#openstack-meeting log

18:03:55 <SumitNaiksatam> #startmeeting Networking FWaaS
18:03:56 <openstack> Meeting started Wed Feb 19 18:03:55 2014 UTC and is due to finish in 60 minutes.  The chair is SumitNaiksatam. Information about MeetBot at http://wiki.debian.org/MeetBot.
18:03:57 <openstack> Useful Commands: #action #agreed #help #info #idea #link #topic #startvote.
18:03:59 <openstack> The meeting name has been set to 'networking_fwaas'
18:04:11 <SumitNaiksatam> #topic gate and temptest testing
18:04:33 <SumitNaiksatam> last week we again brought up the enabling FWaaS at the gate with the PTL
18:05:05 <SumitNaiksatam> the current plan is that we are waiting for a final nod from the PTL on this thursday
18:05:41 <SridarK> So after that the tempest tests can get pushed up ?
18:06:18 <SumitNaiksatam> SridarK: yeah, we need this to be enabled so that the FWaaS tempest tests can be run in the gate
18:06:26 <SumitNaiksatam> EmilienM: there?
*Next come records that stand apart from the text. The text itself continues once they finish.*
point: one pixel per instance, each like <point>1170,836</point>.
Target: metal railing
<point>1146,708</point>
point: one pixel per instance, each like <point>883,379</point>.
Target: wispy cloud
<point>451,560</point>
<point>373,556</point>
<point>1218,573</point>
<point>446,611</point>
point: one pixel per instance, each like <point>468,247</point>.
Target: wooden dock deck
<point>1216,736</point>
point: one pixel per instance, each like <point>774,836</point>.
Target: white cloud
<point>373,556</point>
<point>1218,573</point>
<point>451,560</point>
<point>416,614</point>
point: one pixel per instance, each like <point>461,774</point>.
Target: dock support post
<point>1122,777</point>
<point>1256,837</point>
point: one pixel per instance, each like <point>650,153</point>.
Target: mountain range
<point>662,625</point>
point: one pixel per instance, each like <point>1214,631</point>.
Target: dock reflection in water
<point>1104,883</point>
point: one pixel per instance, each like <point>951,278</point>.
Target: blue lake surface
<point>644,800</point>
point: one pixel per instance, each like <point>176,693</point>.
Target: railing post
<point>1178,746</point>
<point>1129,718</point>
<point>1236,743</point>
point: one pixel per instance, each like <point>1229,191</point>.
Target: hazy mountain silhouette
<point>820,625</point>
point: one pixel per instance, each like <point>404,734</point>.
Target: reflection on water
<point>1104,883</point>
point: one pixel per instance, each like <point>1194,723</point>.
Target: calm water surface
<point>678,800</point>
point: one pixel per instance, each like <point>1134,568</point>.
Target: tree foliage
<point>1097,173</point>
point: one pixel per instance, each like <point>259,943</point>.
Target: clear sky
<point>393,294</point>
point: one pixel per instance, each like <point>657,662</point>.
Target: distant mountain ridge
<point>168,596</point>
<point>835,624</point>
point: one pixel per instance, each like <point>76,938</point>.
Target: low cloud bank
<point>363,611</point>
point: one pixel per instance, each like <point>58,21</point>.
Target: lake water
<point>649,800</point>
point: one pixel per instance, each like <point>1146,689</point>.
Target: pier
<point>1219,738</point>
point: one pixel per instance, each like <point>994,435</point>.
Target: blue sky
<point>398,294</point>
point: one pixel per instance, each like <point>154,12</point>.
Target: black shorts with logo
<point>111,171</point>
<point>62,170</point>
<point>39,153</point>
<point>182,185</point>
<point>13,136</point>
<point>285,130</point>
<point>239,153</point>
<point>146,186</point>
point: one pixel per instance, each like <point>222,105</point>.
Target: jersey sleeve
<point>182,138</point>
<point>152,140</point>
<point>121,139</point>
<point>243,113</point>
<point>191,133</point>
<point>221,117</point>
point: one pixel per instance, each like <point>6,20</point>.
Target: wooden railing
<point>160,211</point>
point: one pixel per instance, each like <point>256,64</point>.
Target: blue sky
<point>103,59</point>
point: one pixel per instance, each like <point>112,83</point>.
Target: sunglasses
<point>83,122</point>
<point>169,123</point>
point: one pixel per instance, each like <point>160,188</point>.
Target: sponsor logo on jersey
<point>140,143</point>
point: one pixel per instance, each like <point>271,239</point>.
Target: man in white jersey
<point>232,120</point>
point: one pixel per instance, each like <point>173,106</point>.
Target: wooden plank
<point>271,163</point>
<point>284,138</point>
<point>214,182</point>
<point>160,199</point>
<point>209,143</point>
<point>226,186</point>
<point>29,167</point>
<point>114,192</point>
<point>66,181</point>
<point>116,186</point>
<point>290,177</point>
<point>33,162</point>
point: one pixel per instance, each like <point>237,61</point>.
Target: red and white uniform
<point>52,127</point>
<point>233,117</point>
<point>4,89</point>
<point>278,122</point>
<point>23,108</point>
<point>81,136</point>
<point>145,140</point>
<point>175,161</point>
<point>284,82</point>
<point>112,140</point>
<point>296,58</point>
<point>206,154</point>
18:06:35 <RajeshMohan> Hi al
18:06:47 <SumitNaiksatam> RajeshMohan: hi, thanks for joining
18:07:01 <SumitNaiksatam> EmilienM: posted the patch #link https://review.openstack.org/#/c/65744
18:07:02 <SridarK> Hi RajeshMohan:
18:07:12 <SumitNaiksatam> which targets the FWaaS API
18:07:46 <SumitNaiksatam> however there was already a patch posted by yair: #link https://review.openstack.org/#/c/64362
18:08:16 <SridarK> Hmm! yes that is what confused me
18:09:09 <SumitNaiksatam> just wanted to check with EmilienM if his patch supersedes the other one
18:10:20 <SumitNaiksatam> #action SumitNaiksatam to check with EmilienM, Yair and mlavalle regarding the FWaaS API patch
18:10:25 <SumitNaiksatam> #undo
18:10:26 <openstack> Removing item from minutes: <ircmeeting.items.Action object at 0x2d46910>
18:10:44 <SumitNaiksatam> : #action SumitNaiksatam to check with EmilienM, Yair and mlavalle regarding the tempest FWaaS API patch
18:11:24 <SumitNaiksatam> in addition we would need to add scenario tests as well
18:11:35 <SumitNaiksatam> let me know if there is interest
18:11:53 <SumitNaiksatam> and we can coordinate accordingly
18:12:08 <SridarK> Are we time barred for this already ?
18:12:21 <SumitNaiksatam> SridarK: not that i am not aware of
18:12:31 <SumitNaiksatam> SridarK: i think earlier is always better
18:12:54 <SridarK> ok so for tests the review cut off of Feb 18 does not apply ?
18:13:21 <SumitNaiksatam> #action SumitNaiksatam to also check if there are cut off dates for tempests tests
18:15:00 <SumitNaiksatam> anything more on gate or tempest tests?
18:15:32 <SumitNaiksatam> SridarK RajeshMohan garyduan: once we enable fwaas in the gate, we will have to be on the lookout of any issues that may crop up and break the gate
18:16:11 <SridarK> ok will do
18:16:18 <SumitNaiksatam> SridarK: thanks
18:16:20 <RajeshMohan> ok
18:17:00 <SumitNaiksatam> SridarK: so we need to be watching closely on the day we turn it on, and at least a couple of days after
18:17:11 <SumitNaiksatam> garyduan: there?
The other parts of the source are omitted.